Thursday, December 1, 2011

The A/V Room: December

Video time, and no, don't worry - we're not going to inject your usual dose of quality music videos with some sort of Christmas related nonsense, just all the recent clips that are worth your peepers, and hey, they may just be some of the best this year.
Enjoy:

Fleet Foxes - The Shrine/An Argument (dir: Sean Pecknold)
One of the best tracks from one of the best albums of the year deserves not a good video, but one of the best. Sean (brother of band leader Robin) Pecknold delivers just that, in a beautifully rendered showcase of handcrafted animation with a mysterious, rustic atmosphere and rich, enigmatic characters. The visual matches to the soundtrack are brilliant and the lasting impact is that you've just beared witness to a stunning piece of art. Ladies and gentlemen, perhaps the most artsy video of the year. 
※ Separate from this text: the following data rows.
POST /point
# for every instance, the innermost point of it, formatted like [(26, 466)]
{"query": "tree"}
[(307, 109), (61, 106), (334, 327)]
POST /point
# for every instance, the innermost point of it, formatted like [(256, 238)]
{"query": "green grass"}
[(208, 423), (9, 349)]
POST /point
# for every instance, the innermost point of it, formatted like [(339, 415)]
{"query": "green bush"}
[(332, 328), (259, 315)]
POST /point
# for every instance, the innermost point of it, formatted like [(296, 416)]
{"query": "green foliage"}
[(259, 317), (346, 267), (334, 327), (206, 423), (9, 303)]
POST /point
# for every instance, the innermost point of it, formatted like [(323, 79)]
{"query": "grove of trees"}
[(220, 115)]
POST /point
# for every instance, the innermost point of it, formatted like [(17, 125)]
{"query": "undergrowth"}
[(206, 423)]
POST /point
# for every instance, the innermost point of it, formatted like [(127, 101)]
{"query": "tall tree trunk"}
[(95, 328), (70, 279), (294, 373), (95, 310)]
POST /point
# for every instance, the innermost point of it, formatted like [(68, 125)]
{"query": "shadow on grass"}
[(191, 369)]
Alpine - Hands (dir: Luci Schroder) NSFW
Already a staple of their live set, Hands is now the wonderful Melbourne band's lead single for their forthcoming debut. They've delivered impressively spooky drama before with Villages, but their latest ratchets up the sexual tension in a Lolita party of eating, licking and kooking out in a totally NSFW vid that's as sexy as it is creepy. It's scary hot stuff.
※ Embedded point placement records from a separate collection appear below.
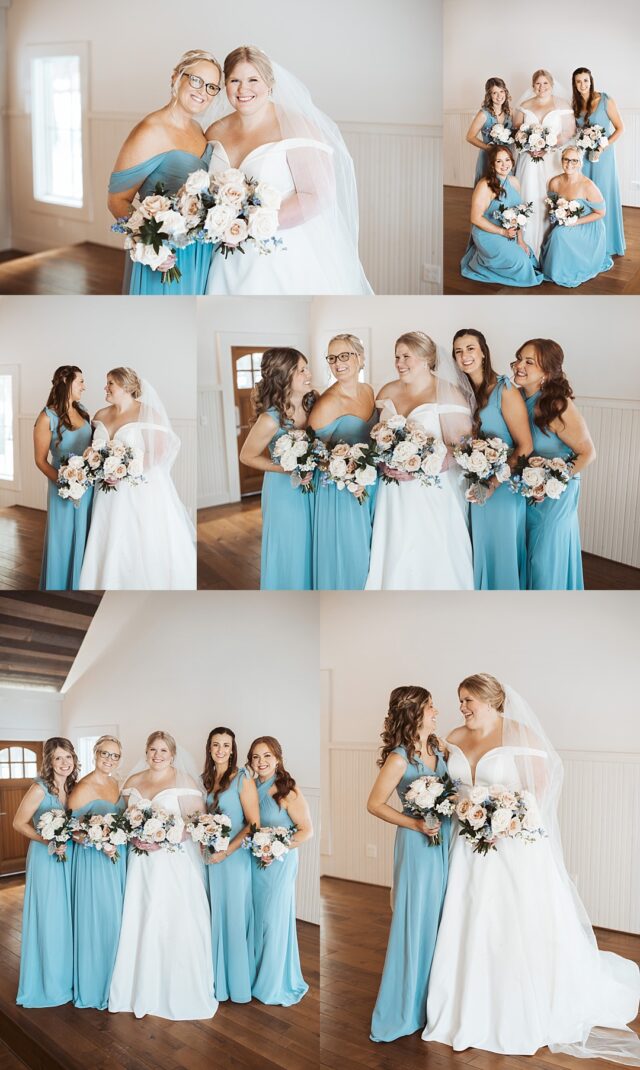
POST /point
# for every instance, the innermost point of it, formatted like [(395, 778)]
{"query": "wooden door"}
[(246, 373), (19, 762)]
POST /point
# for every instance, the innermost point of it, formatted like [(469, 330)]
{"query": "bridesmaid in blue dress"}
[(498, 530), (496, 109), (598, 109), (278, 977), (97, 883), (283, 399), (230, 791), (46, 954), (573, 255), (558, 429), (345, 412), (166, 147), (494, 255), (411, 749), (62, 429)]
Beyoncé - Countdown (dir: Adria Petty)
DAYUM!*
*this video is just pop incarnate. It takes a surface of cool retro chic - with B flaunting a rotating wardrobe of outfits each more amazing than the last - then mixes it with some distinctly modern editing and visual trickery for a huge visual impact. Then there's some ace choereography that matches the track itself, a definite club upper of drum machines and dancehall swagger. Then a (may I remind you pregant) Beyoncé injecting the video with a pure sense of fun, not least because she herself looks like she's having buckets of it.
 It's all so flashy and impressive that it encourages multiple viewings too, Single Ladies may just have found the yin to its yang. Oh... and it's directed by Tom Petty's daughter. Boom.
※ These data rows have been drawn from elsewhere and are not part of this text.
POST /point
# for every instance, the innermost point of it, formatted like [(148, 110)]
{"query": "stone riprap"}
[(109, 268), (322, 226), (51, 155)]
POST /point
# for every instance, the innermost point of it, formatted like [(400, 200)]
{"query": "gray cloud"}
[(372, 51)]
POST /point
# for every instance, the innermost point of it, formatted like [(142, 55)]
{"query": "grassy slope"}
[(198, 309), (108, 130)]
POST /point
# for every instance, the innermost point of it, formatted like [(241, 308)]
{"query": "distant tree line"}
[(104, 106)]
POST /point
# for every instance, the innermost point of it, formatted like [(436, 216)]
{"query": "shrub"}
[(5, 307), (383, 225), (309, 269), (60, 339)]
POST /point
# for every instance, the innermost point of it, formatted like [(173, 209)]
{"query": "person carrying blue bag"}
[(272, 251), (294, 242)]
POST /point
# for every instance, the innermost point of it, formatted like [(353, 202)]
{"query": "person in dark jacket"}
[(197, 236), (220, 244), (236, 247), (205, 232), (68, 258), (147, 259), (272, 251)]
M83 - Midnight City (dir: Fleur & Manu)
As M83, Anthony Gonazales delivers eighties mini-epics, so it's only fair that the visual match to his synth-driven melodrama takes its influence from the same decade. Just your everyday narrative of psychic-powered kids, its influence made pretty clear by the accompnaying press statement: "This video is a tribute to Village of the Damned, Close Encounters of the Third Kind and other Akiras" That's three checked boxes in my film buff handbook! The finishing touch is neat too, a credits splash that mimics a movie poster,  as that delectable sax solo blares us to black.